Monday, Oct. 27, 1958

Godfathers to Dynamiters

In Atlanta, six days after dynamiters did $200,000 worth of damage to the interior of the Reform Jewish congregation's Temple, a massive effort by city police and far-ranging squads of FBI brought indictments against five local residents who, if not the actual bombers, were deemed to be in on the deed. The indictments, brought under a state statute that carries a maximum penalty of death, marked the first successful police effort against the bands of stealthy racists who have rocked the South with 83 bombs, seven of them against Jewish institutions, since the Supreme Court's school decision four years ago. Ex-Convict Richard Bowling, 26, tagged by police as the ringleader of the indicted men, blamed his arrest on "Jewish-Communist pressure groups."

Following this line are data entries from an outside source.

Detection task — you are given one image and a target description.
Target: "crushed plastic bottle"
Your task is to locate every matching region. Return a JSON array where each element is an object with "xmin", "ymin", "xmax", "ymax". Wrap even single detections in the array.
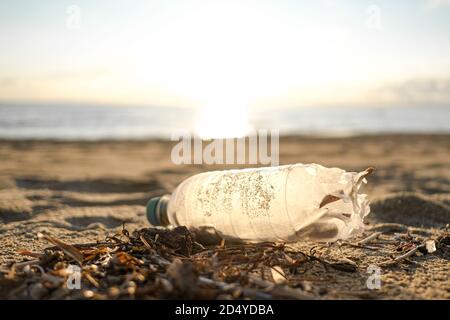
[{"xmin": 147, "ymin": 164, "xmax": 373, "ymax": 242}]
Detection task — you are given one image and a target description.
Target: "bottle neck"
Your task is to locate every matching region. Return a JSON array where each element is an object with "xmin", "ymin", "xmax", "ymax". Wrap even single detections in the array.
[{"xmin": 155, "ymin": 194, "xmax": 170, "ymax": 227}]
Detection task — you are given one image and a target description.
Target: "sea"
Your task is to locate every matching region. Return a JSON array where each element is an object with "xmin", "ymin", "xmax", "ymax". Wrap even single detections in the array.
[{"xmin": 0, "ymin": 103, "xmax": 450, "ymax": 140}]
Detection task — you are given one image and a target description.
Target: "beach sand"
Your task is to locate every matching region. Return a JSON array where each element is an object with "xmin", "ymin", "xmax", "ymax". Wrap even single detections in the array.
[{"xmin": 0, "ymin": 135, "xmax": 450, "ymax": 299}]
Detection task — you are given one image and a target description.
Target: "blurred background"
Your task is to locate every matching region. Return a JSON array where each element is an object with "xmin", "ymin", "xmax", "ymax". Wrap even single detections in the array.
[{"xmin": 0, "ymin": 0, "xmax": 450, "ymax": 140}]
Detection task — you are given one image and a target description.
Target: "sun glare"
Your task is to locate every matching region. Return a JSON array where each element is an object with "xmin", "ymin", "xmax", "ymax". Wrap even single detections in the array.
[{"xmin": 195, "ymin": 101, "xmax": 251, "ymax": 139}]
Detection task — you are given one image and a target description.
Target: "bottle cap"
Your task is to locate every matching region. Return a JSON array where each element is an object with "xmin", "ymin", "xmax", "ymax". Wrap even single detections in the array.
[{"xmin": 147, "ymin": 197, "xmax": 161, "ymax": 226}]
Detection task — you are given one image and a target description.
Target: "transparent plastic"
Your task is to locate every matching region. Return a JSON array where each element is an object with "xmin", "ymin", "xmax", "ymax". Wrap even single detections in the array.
[{"xmin": 165, "ymin": 164, "xmax": 372, "ymax": 242}]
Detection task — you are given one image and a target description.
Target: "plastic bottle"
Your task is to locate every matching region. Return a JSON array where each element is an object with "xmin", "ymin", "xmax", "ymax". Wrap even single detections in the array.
[{"xmin": 147, "ymin": 164, "xmax": 373, "ymax": 242}]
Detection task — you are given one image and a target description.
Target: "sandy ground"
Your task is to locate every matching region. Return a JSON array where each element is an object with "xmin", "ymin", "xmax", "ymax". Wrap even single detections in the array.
[{"xmin": 0, "ymin": 135, "xmax": 450, "ymax": 299}]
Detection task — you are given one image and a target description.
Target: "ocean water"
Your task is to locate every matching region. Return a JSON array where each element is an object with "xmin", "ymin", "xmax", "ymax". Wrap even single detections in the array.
[{"xmin": 0, "ymin": 103, "xmax": 450, "ymax": 140}]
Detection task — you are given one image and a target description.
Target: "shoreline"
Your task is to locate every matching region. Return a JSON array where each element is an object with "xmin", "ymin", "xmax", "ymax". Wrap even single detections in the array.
[{"xmin": 0, "ymin": 134, "xmax": 450, "ymax": 299}]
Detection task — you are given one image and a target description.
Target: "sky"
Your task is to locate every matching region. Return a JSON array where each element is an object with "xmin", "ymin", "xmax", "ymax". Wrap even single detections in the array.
[{"xmin": 0, "ymin": 0, "xmax": 450, "ymax": 112}]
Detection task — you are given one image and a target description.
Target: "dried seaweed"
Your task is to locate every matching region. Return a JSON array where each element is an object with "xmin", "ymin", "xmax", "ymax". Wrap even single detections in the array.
[{"xmin": 0, "ymin": 227, "xmax": 450, "ymax": 299}]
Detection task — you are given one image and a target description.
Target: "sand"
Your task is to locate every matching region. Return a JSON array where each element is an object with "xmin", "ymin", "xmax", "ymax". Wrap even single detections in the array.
[{"xmin": 0, "ymin": 135, "xmax": 450, "ymax": 299}]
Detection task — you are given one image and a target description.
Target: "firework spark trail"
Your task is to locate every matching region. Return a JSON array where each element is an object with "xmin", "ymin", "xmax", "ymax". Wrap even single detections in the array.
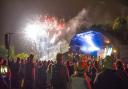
[{"xmin": 25, "ymin": 9, "xmax": 88, "ymax": 60}]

Georgia's Racist Senator Herman Talmadge theorized that the bombing might be a plot of Communists, but Atlanta's 68-year-old Mayor William B. Hartsfield did not need to wait for his police to act before he knew the real criminals: "Every political rabble-rouser is the godfather of these cross burners and dynamiters who sneak about in the dark." Wrote the Atlanta Constitution's Editor Ralph McGill: "Let it be understood that when leadership in high places in any degree fails to support constituted authority, it opens the gates to all those who wish to take the law into their own hands."